TOKYO - Sony's new online
service connecting the whole range of its gadgets to downloadable content
like movies and games should help build brand loyalty, a top executive
said Friday.
Executive Vice President
Kazuo Hirai said the service, set for launch next year, highlights an
advantage that Sony has over rivals like Samsung Electronics Co. and other
manufacturers that don't produce their own content. Sony's business empire
spans gaming, electronics, movies and music.
"That's the kind of
combination that I think is not seen anywhere else," Hirai said in an
interview at Tokyo headquarters. "That I think is where our core
competence lies, and that's a differentiator for Sony."
The online service will
include games, movie downloads and other interactive entertainment, which
will be accessible on Sony products, such as Bravia TVs, Cyber-shot
digital cameras and Reader electronic books.
But Kazuharu Miura,
analyst with Daiwa Securities SMBC in Tokyo, said it was unclear whether
online services will boost gadget sales.
"I understand what
Sony is trying to do, and that's the best way to showcase its
strengths," he said. "But whether that will really get people to
buy a Sony camera or a Vaio computer all depends on what Sony does with
the online service."
Hirai said Sony already
offers streaming video, comic delivery and a news service, but could
expand into any of the gamut of services available for personal computers,
such as fitness and financial services.
Sony is targeting annual
sales of 300 billion yen ($3.4 billion) from its networked services
businesses and 350 million network-connected products by the fiscal year
ending March 2013.
Sony's service for
PlayStation 3 video game machines, which began three years ago, has
attracted 33 million users. The new service will be expanded to other Sony
products.
In outlining a turnaround
strategy Thursday, Chief Executive Howard Stringer flagged network
services as a major area where Sony hopes to grow, as well as 3-D TVs, new
displays, electronic books and batteries for cars.
Sony is expecting its
second straight annual loss for the fiscal year through March 2010 —
hurt by sliding prices, the global slowdown and the absence of
blockbusters products like Apple Inc.'s iPod or Nintendo Co.'s Wii.
It has fallen behind in
liquid-crystal display TVs to Samsung of South Korea and Japanese rival
Sharp Corp.
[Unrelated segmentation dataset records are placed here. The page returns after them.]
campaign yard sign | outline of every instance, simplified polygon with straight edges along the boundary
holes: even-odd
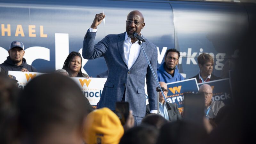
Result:
[[[28,83],[36,76],[44,74],[44,73],[33,72],[22,72],[22,71],[9,71],[8,75],[14,76],[16,80],[18,81],[18,87],[23,90]]]
[[[184,95],[186,93],[198,92],[198,87],[196,78],[166,84],[168,93],[167,101],[178,106],[180,113],[184,109]]]
[[[199,87],[203,84],[209,85],[212,89],[213,101],[222,101],[225,105],[230,105],[232,102],[232,94],[229,78],[225,78],[210,81],[198,84]]]

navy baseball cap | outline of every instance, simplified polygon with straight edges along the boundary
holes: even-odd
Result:
[[[13,41],[11,43],[10,47],[9,50],[10,50],[14,47],[19,47],[24,50],[24,45],[23,43],[20,41]]]

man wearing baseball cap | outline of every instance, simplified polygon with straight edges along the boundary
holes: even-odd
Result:
[[[12,42],[8,51],[9,56],[4,63],[0,65],[1,69],[8,75],[9,70],[21,71],[23,72],[37,72],[36,69],[26,62],[23,57],[25,53],[24,45],[19,41]]]

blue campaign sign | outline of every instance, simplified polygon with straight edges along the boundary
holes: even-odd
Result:
[[[232,94],[229,78],[225,78],[210,81],[198,84],[199,87],[202,85],[207,84],[212,89],[213,101],[222,101],[225,105],[230,104],[232,102]]]
[[[167,84],[168,93],[166,99],[168,102],[178,105],[180,112],[183,111],[184,95],[198,92],[198,87],[196,78]]]

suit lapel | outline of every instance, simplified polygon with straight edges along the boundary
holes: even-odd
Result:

Sony is hoping to be profitable in that business by the fiscal
year ending March 2011.
Hirai, who oversees games
and network services, acknowledged Sony's units didn't communicate well in
the past to coordinate their strengths.
That has changed under
Stringer, he said. Stringer appointed a new management team earlier this
year, including Hirai.
Hirai said the planned
service was a chance to one-up rivals at a time when products are becoming
commodities, with prices being the big way to compete.
"We want to increase
the value, or the brand loyalty of our Sony products. There is no question
about it," he said.
Sony has a long way to go
before a full recovery.
The maker of the Walkman
portable player expects a 95 billion yen ($1 billion) loss for the fiscal
year through March 2010 — marginally better than the 98.9 billion yen
loss the previous fiscal year, its first annual loss in 14 years.